Lock contention: finding blocked threads
Lock contention is the subtlest performance category. CPU is low, I/O seems fine, but throughput is capped. Threads are blocked waiting for locks held by other threads.
jstack is the first diagnostic tool. Take several thread dumps a few seconds apart. Threads consistently in BLOCKED state waiting on the same monitor are the contention point. The thread holding the lock is identifiable in the dump — look for - locked <0x...> in the owning thread's stack.
async-profiler in lock profiling mode:
./profiler.sh -d 30 -e lock -f lock_flamegraph.html <pid>
This samples lock contention events and produces a flamegraph of which code paths are waiting on which locks.
Common contention sources in Java applications:
synchronized on a shared object. A frequently-called method on a shared singleton that synchronizes on this serializes all callers. Replace with java.util.concurrent types: ConcurrentHashMap instead of synchronized HashMap, AtomicLong instead of synchronized increment, ReadWriteLock when reads dominate writes.
HttpClient or connection pool shared across threads without sufficient concurrency. Connection pools are internally synchronized. If the pool's maximum connections is lower than the request concurrency, threads queue for connections — a contention pattern that looks like I/O but is actually lock-based.
Logging frameworks. Some logging configurations synchronize on the appender. Under high log volume, log calls become a contention point. Use async appenders (Logback's AsyncAppender, Log4j2's async logging) for any appender that does I/O.
GC-bound: tuning for throughput or latency
GC overhead is measurable. The GC logs article covered tuning in detail; the diagnostic addition here is distinguishing GC overhead from application throughput problems.

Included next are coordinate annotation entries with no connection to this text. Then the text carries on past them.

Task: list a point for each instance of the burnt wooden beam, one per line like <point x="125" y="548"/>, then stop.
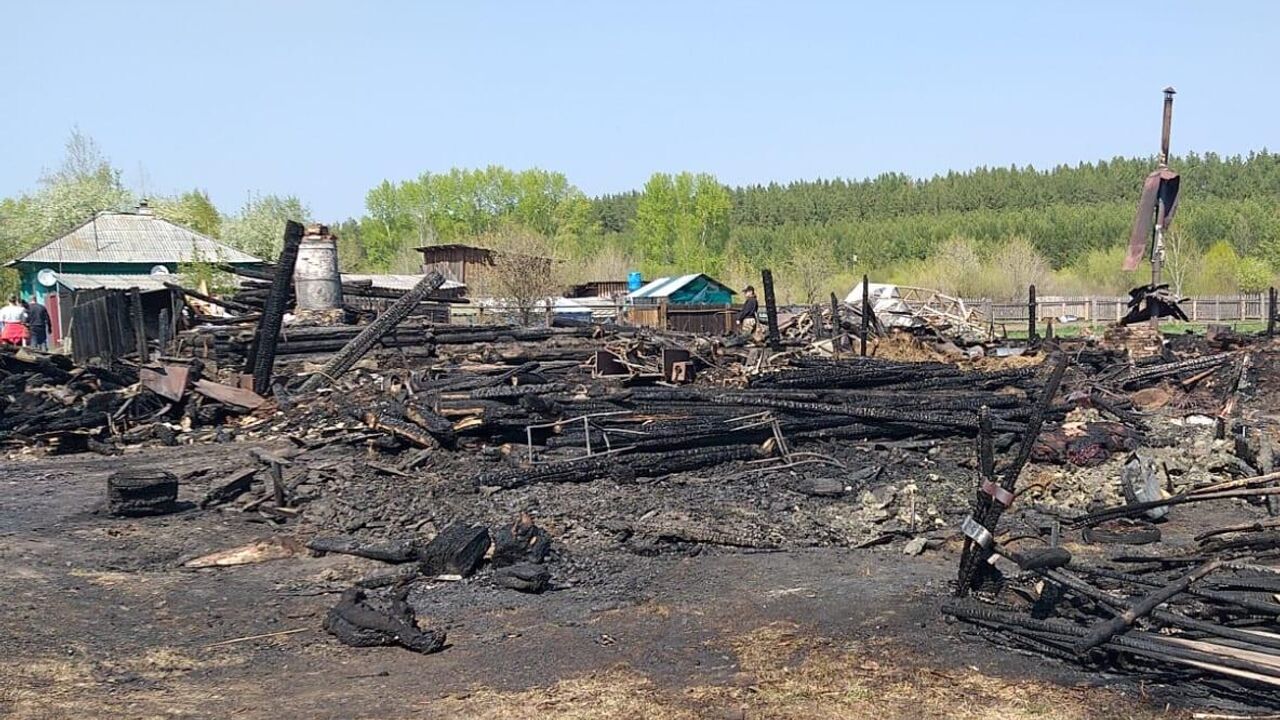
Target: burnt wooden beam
<point x="273" y="313"/>
<point x="771" y="309"/>
<point x="365" y="341"/>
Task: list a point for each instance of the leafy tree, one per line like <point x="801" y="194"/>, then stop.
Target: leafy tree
<point x="1253" y="274"/>
<point x="682" y="223"/>
<point x="191" y="209"/>
<point x="85" y="183"/>
<point x="1219" y="270"/>
<point x="259" y="227"/>
<point x="524" y="270"/>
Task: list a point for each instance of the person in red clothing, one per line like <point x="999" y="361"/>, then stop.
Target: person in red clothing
<point x="14" y="319"/>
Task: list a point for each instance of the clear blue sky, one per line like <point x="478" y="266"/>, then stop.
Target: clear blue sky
<point x="325" y="99"/>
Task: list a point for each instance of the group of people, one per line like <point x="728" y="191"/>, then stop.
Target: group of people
<point x="24" y="323"/>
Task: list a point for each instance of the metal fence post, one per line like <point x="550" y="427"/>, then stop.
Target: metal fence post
<point x="1031" y="313"/>
<point x="1271" y="311"/>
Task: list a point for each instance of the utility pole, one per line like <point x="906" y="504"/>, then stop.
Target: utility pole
<point x="1157" y="231"/>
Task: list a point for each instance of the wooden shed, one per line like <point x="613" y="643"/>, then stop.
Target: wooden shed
<point x="455" y="260"/>
<point x="696" y="304"/>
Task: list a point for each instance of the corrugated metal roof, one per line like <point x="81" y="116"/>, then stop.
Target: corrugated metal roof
<point x="663" y="287"/>
<point x="132" y="237"/>
<point x="393" y="282"/>
<point x="88" y="281"/>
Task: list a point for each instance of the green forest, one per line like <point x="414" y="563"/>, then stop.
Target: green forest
<point x="986" y="232"/>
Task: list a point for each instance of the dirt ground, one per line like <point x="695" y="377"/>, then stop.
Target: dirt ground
<point x="101" y="620"/>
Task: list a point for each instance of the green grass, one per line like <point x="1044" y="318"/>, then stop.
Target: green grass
<point x="1074" y="329"/>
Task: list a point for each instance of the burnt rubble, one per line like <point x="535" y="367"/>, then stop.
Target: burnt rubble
<point x="528" y="460"/>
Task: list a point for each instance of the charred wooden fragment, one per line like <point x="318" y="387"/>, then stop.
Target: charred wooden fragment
<point x="388" y="551"/>
<point x="400" y="428"/>
<point x="229" y="488"/>
<point x="525" y="577"/>
<point x="364" y="342"/>
<point x="457" y="550"/>
<point x="432" y="423"/>
<point x="520" y="542"/>
<point x="359" y="623"/>
<point x="273" y="313"/>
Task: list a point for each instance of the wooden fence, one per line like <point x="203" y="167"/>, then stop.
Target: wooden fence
<point x="101" y="322"/>
<point x="1105" y="309"/>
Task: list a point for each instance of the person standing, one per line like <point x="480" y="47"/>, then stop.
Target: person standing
<point x="39" y="324"/>
<point x="14" y="320"/>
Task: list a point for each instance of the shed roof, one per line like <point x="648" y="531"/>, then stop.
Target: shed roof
<point x="133" y="237"/>
<point x="95" y="281"/>
<point x="664" y="287"/>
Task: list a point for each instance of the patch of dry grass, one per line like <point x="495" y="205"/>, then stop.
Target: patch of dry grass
<point x="77" y="687"/>
<point x="790" y="675"/>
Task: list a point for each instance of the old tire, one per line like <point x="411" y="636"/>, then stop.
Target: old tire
<point x="141" y="492"/>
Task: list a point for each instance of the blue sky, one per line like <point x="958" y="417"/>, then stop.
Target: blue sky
<point x="325" y="99"/>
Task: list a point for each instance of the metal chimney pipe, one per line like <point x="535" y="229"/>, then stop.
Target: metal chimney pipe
<point x="1168" y="126"/>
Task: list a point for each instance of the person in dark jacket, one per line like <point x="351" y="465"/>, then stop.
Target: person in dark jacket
<point x="39" y="324"/>
<point x="746" y="320"/>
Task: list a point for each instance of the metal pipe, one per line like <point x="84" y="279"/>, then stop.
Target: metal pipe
<point x="1166" y="126"/>
<point x="1032" y="310"/>
<point x="867" y="315"/>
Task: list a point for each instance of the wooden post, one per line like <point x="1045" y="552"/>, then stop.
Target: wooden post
<point x="835" y="317"/>
<point x="771" y="309"/>
<point x="867" y="314"/>
<point x="140" y="327"/>
<point x="1271" y="311"/>
<point x="273" y="310"/>
<point x="1031" y="313"/>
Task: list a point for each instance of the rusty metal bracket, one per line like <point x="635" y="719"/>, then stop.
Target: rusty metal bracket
<point x="997" y="493"/>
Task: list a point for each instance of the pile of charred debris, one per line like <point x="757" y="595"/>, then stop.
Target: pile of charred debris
<point x="525" y="459"/>
<point x="1169" y="574"/>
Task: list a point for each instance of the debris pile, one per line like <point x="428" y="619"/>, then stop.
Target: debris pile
<point x="1197" y="615"/>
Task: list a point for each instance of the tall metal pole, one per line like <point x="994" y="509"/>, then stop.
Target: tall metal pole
<point x="1157" y="231"/>
<point x="867" y="315"/>
<point x="1032" y="314"/>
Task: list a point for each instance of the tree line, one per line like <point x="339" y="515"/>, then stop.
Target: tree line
<point x="983" y="232"/>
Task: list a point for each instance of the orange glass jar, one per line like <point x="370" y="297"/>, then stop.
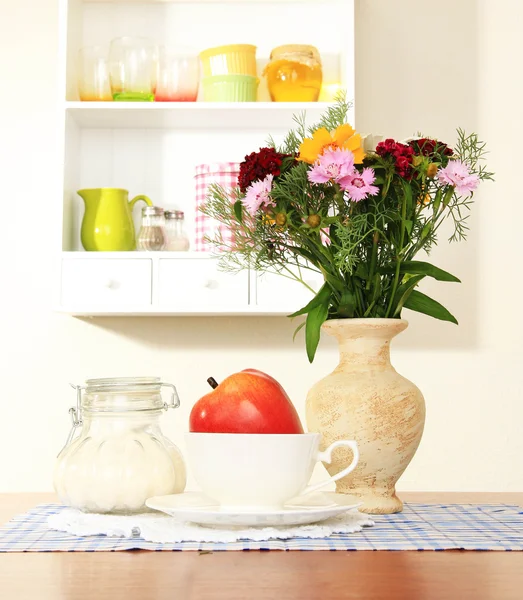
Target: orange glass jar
<point x="294" y="73"/>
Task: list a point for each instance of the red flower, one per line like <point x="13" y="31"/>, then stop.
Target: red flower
<point x="258" y="165"/>
<point x="401" y="155"/>
<point x="428" y="147"/>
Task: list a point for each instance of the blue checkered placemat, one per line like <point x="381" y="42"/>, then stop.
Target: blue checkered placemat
<point x="418" y="527"/>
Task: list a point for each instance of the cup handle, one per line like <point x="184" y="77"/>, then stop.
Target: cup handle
<point x="146" y="199"/>
<point x="326" y="457"/>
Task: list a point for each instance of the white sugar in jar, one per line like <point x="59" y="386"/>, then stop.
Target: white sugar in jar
<point x="120" y="457"/>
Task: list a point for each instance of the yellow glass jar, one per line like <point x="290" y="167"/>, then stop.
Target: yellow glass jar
<point x="294" y="73"/>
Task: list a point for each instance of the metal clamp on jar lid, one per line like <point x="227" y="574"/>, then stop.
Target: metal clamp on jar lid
<point x="299" y="52"/>
<point x="152" y="211"/>
<point x="176" y="215"/>
<point x="152" y="234"/>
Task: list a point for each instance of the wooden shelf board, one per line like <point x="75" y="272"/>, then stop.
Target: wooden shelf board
<point x="190" y="115"/>
<point x="161" y="311"/>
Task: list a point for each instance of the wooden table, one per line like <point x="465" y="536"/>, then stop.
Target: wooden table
<point x="142" y="575"/>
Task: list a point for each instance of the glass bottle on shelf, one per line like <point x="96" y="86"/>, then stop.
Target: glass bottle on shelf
<point x="294" y="73"/>
<point x="176" y="238"/>
<point x="152" y="232"/>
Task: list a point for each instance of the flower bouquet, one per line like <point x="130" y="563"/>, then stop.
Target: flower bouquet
<point x="318" y="201"/>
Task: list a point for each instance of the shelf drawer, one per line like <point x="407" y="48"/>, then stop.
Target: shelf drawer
<point x="273" y="290"/>
<point x="106" y="282"/>
<point x="190" y="283"/>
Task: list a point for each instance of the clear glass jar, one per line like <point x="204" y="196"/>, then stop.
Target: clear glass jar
<point x="176" y="238"/>
<point x="152" y="232"/>
<point x="294" y="73"/>
<point x="120" y="458"/>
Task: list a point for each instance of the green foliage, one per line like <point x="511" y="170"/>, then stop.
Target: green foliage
<point x="365" y="251"/>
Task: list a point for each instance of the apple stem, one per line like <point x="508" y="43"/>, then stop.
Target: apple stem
<point x="212" y="382"/>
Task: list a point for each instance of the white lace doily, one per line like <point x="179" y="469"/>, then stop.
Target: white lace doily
<point x="165" y="529"/>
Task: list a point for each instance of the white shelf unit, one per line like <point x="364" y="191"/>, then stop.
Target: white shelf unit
<point x="153" y="149"/>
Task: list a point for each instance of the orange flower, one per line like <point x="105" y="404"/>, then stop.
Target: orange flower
<point x="343" y="138"/>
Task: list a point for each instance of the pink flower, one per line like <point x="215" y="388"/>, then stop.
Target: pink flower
<point x="457" y="174"/>
<point x="332" y="165"/>
<point x="258" y="195"/>
<point x="359" y="185"/>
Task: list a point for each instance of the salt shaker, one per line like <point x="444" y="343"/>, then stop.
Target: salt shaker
<point x="177" y="239"/>
<point x="152" y="232"/>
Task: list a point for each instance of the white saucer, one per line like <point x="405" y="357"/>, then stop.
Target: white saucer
<point x="198" y="508"/>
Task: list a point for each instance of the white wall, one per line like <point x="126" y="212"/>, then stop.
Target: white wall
<point x="420" y="65"/>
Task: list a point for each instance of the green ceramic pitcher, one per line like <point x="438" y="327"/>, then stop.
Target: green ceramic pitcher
<point x="108" y="225"/>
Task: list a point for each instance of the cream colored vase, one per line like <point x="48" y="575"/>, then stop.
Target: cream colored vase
<point x="366" y="400"/>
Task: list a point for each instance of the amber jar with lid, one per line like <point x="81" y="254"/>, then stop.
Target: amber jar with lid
<point x="294" y="73"/>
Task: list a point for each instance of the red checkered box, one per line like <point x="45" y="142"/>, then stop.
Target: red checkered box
<point x="224" y="174"/>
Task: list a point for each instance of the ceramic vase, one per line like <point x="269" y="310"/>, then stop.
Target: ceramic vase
<point x="366" y="400"/>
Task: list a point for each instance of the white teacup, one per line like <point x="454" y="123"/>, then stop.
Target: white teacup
<point x="259" y="471"/>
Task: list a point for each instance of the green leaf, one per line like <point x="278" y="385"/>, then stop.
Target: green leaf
<point x="362" y="271"/>
<point x="323" y="296"/>
<point x="333" y="281"/>
<point x="404" y="291"/>
<point x="423" y="304"/>
<point x="417" y="267"/>
<point x="238" y="209"/>
<point x="315" y="319"/>
<point x="298" y="329"/>
<point x="347" y="305"/>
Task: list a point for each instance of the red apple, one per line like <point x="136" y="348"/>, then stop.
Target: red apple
<point x="245" y="402"/>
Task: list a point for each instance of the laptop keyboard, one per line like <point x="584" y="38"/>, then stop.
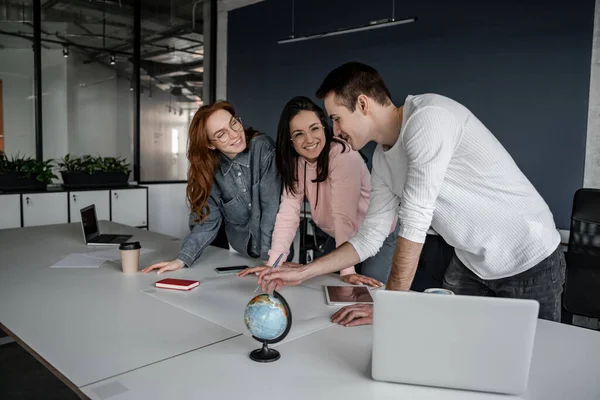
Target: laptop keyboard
<point x="110" y="239"/>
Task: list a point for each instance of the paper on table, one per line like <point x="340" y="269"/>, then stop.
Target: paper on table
<point x="78" y="261"/>
<point x="223" y="301"/>
<point x="113" y="254"/>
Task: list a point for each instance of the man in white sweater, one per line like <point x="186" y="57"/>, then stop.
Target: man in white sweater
<point x="436" y="165"/>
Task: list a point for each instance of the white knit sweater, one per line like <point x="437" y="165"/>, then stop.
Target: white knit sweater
<point x="449" y="172"/>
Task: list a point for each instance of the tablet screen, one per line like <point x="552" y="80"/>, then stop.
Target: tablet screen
<point x="349" y="294"/>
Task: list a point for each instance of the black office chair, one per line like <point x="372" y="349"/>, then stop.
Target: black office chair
<point x="581" y="294"/>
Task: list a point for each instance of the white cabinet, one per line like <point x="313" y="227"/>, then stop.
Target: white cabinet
<point x="100" y="198"/>
<point x="129" y="206"/>
<point x="45" y="209"/>
<point x="10" y="211"/>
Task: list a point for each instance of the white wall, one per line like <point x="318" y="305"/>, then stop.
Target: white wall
<point x="167" y="209"/>
<point x="159" y="161"/>
<point x="592" y="159"/>
<point x="16" y="73"/>
<point x="98" y="104"/>
<point x="54" y="105"/>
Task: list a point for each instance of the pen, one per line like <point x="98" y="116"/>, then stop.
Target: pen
<point x="275" y="264"/>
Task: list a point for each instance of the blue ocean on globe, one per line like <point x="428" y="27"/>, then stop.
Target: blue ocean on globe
<point x="266" y="317"/>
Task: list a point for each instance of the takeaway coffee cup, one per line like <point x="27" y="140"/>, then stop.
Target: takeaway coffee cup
<point x="130" y="257"/>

The key metric: GC overhead percentage — the fraction of wall clock time spent in GC pause. JVM exposes this:
jstat -gcutil <pid> 1000
The GCT column is total GC time in seconds. Divide by elapsed time for the percentage. Above 5% sustained is a problem. Above 10% is severe — the JVM will throw OutOfMemoryError: GC overhead limit exceeded at 98% by default.
Allocation rate matters more than heap size for GC frequency. A smaller heap with a low allocation rate GCs rarely. A large heap with a high allocation rate GCs constantly. Profile allocation with async-profiler before adding heap.
Promotion failure is the most disruptive GC event. When the old generation fills before a major GC can run, the JVM falls back to a stop-the-world full GC — potentially seconds of pause. The fix is preventing premature promotion: increase young generation size, reduce allocation rate of long-lived objects, or switch to ZGC which doesn't have this failure mode.
The full diagnostic flow
A systematic approach rather than jumping to the most familiar tool:
1. Measure baseline: latency p50/p99/p999, throughput, CPU%, memory RSS
2. Take thread dump: what states are threads in? RUNNABLE / WAITING / BLOCKED?
3. If RUNNABLE + high CPU → async-profiler CPU flamegraph
4. If WAITING + low CPU → identify what they're waiting on (DB? HTTP? pool?)
5. If BLOCKED + low CPU → async-profiler lock flamegraph, jstack for contention point
6. If periodic latency spikes → check GC logs, jstat -gcutil
7. Fix the primary bottleneck. Re-measure. Repeat.
The re-measure step is not optional. Fixing one bottleneck reveals the next. An application that was I/O-bound may become CPU-bound after query optimization frees threads to do more computation. The category can shift with each fix.
The goal is not eliminating all overhead — it's identifying which overhead is primary and addressing that one first. Everything else is premature optimization.